COLOMBO: Luxmi Wellamma fled her home in Sri Lanka’s war-torn north for what she hoped would be a safer life in Colombo.
But the relative calm of the capital comes at a cost: as an ethnic Tamil from the rebel-dominated north, she is frisked and grilled by security forces whenever she moves about.
“Each time I go out, police ask lots of questions when they see my identity card,” the 54-year-old said, sitting inside a scruffy low-budget hostel in the Tamil-dominated Wellawatte area of Colombo.
“Often they tell us to go back. They say we are dangerous. They say we are LTTE (Liberation Tigers of Tamil Eelam) supporters,” said Wellamma, who fled the north along with her son 18 months ago.
Like thousands who have headed south as the war escalates, she says life for ordinary Tamils in Colombo is getting worse.
Tamils complain of frequent raids, arbitrary detentions and harassment by the police and army, which are dominated by the island’s ethnic Sinhalese majority.
Tamils, whose national identity cards are written in Tamil, are segregated at checkpoints for a lengthy grilling sometimes.
The Tigers have been blamed for a string of bomb attacks targeting the public transport network in recent months as the military has intensified pressure on the rebels’ de facto mini-state.
As Sri Lanka’s hawkish Defence Secretary Gotabhaya Rajapakse said this week, “each and every Tamil is not a terrorist – but 99 per cent of the terrorists are Tamils.”
Tamil visitors to Colombo need to register with police, who are fearful of LTTE suicide bombers or assassins infiltrating the city of around 650,000 people.
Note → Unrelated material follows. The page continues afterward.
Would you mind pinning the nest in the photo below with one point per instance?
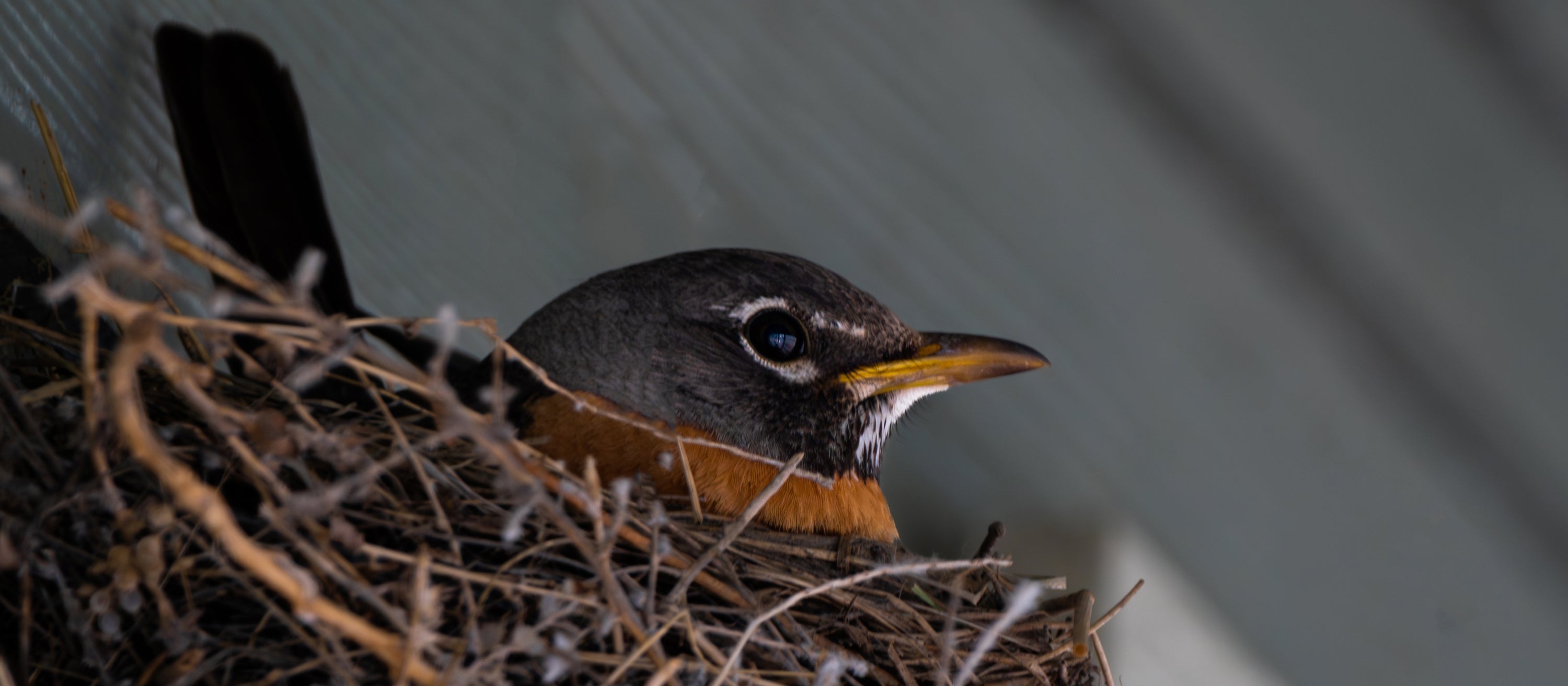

Police also carried out a new census of Tamils living in Colombo on Sunday, concluding more than 36,000 had entered the city in the past five years.
Most members of the minority community complain that Sunday’s forced registration was unfair and unlawful.
“It’s nothing but harassment,” said P. Jesudasan, an IT executive from the northern district of Jaffna who has been living in the capital for nearly five years.
“I had already registered with the police. But I went for the census because I didn’t want to be harassed the next time police searched my house or stopped me at a checkpoint,” Jesudasan said.
Police have also begun asking Tamils living in hostels to return to their villages in the embattled north and east. The defence ministry recently said long-term visitors were a “security threat” to government forces.
Sri Lanka’s chief justice Sarath Silva on Monday said the forcible eviction was illegal, after a local rights group – the Centre for Policy Alternatives – brought it to his notice in court.
The Supreme Court last year criticised police for expelling 300 Tamils, and ordered authorities to bus them back to the city.
But for Tamil businessman M. Thavarasa, the recent crackdown is a part of a wider pattern of abuses his community has to endure.
Tamil-populated neighbourhoods in Colombo are often cordoned off and swept by security forces, and Tamils have complained of mass arrests.
“My shop is raided. Staff questioned. Police and army always ask us if we are LTTE sympathisers,” Thavarasa said. “We are not Tiger supporters. But they violate our basic human rights by asking us these questions.”